Singapore freight forwarders – Star Concord


Three months after starting to divert all its vessels from a passage through the Red Sea, Maersk told customers today that it is too soon in its assessment to resume its normal routes. They said the routing around Africa allows the best supply chain stability, in their assessment, saying that a switch is complex and they wanted to make sure it would be sustained over the long term and avoid further disruption.

They write that they are aware that Operation Aspides has taken shape and welcome it as a positive development along with the U.S.-led efforts. Maersk writes that they are also in “continuous dialogue” and monitoring developments in the region.

“Regretfully, both our internal analysis, as well as insight we received from external sources, still indicates that the risk level in the region remains elevated,” they wrote in their latest customer alert.

Maersk vessels were targeted by the Houthi on two different occasions in December leading the carrier to first suspend, then resume, and then suspend again transits through the region around the Bab el-Mandeb Strait. The Maersk Gibraltar had a near-miss incident on December 14 leading to the first pause. After getting security assurances after the U.S.-led effort began, at the end of December Maersk said it was updating voyage plans on a vessel-by-vessel basis, which would see the first vessels pass through the Red Sea again.

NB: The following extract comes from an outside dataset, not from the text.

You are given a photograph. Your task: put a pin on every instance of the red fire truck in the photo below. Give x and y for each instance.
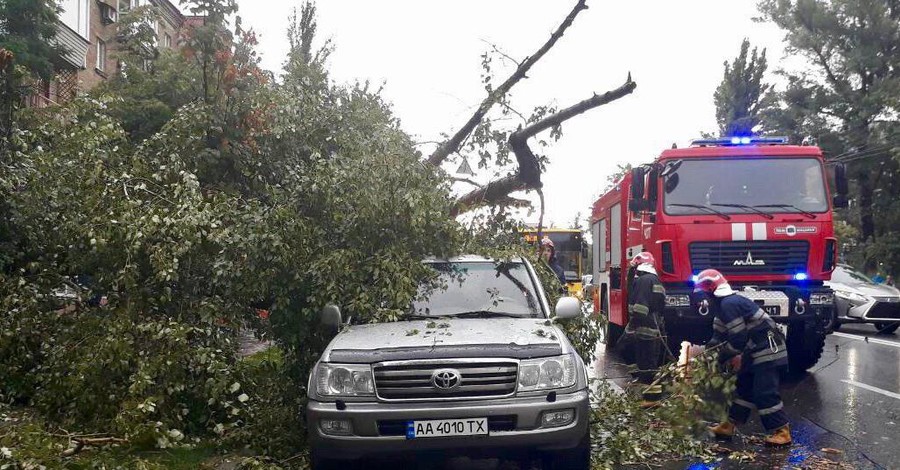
(756, 209)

A day after they informed customers that they were resuming some transits, the Maersk Hangzhou on December 30 was hit by an unknown object. The ship had passed through the Bab al-Mandab Strait sailing from Singapore to Port Suez, Egypt. While there was no indication of a fire on board, Maersk said out of a concern for crew safety they were again rerouting all sailings.

“At Maersk, we are aware that some other shipping lines have continued sailing through the Red Sea despite security risks or have announced their plans to resume sailing,” the March 22 alert says. “We respect the right of each carrier to make such decisions individually. At the same time, we continue with our own assessment that the current situation does not allow us to make a similar decision and thus still believe that sailing via the Cape of Good Hope and around Africa is the most reasonable solution at the moment and the one that currently allows the best supply chain stability.”

Aspides reported this week that it has been in place for a month and already escorted 35 merchant vessels. They reported the defensive actions led to the shooting down of eight UAVs and the repelling of three other UAV attacks. Since then, the French shot down another UAV targeting a ship they were protecting, the German warship Hessen destroyed a USV while it was escorting a ship, intercepted and destroyed 3 ballistic missiles while yesterday the French reported they intercepted and destroyed three more ballistic missiles.

Among the major carriers, only CMA CGM has said it was prepared to resume transits. At the end of February after having suspended transits they advised customers that they had “reevaluated the situation in the Southern Area of the Red Sea.” They said the situation was being assessed for each ship individual.

Previously, Rodolphe Saadé, Chairman & CEO of the CMA CGM Group, told the Financial Times they were making the Red Sea transits when they could be escorted. He said the disruptions were playing havoc on their schedule and even when they were making the trips they were often having to wait for their escorts. 

MSC reported it was also avoiding the transit. Even still, one of its vessels heading to Djibouti was attacked on March 4 with a small fire started in containers. The Indian Navy assisted with the fire and the MSC vessel was able to continue its voyage.

Most of the transits are being made by smaller operators. BIMCO reported this week that traffic through the region was down by 50 percent in January and February. In the first three weeks of March, they calculated that the gross tonnage transiting the Suez Canal had dropped 61 percent year-over-year.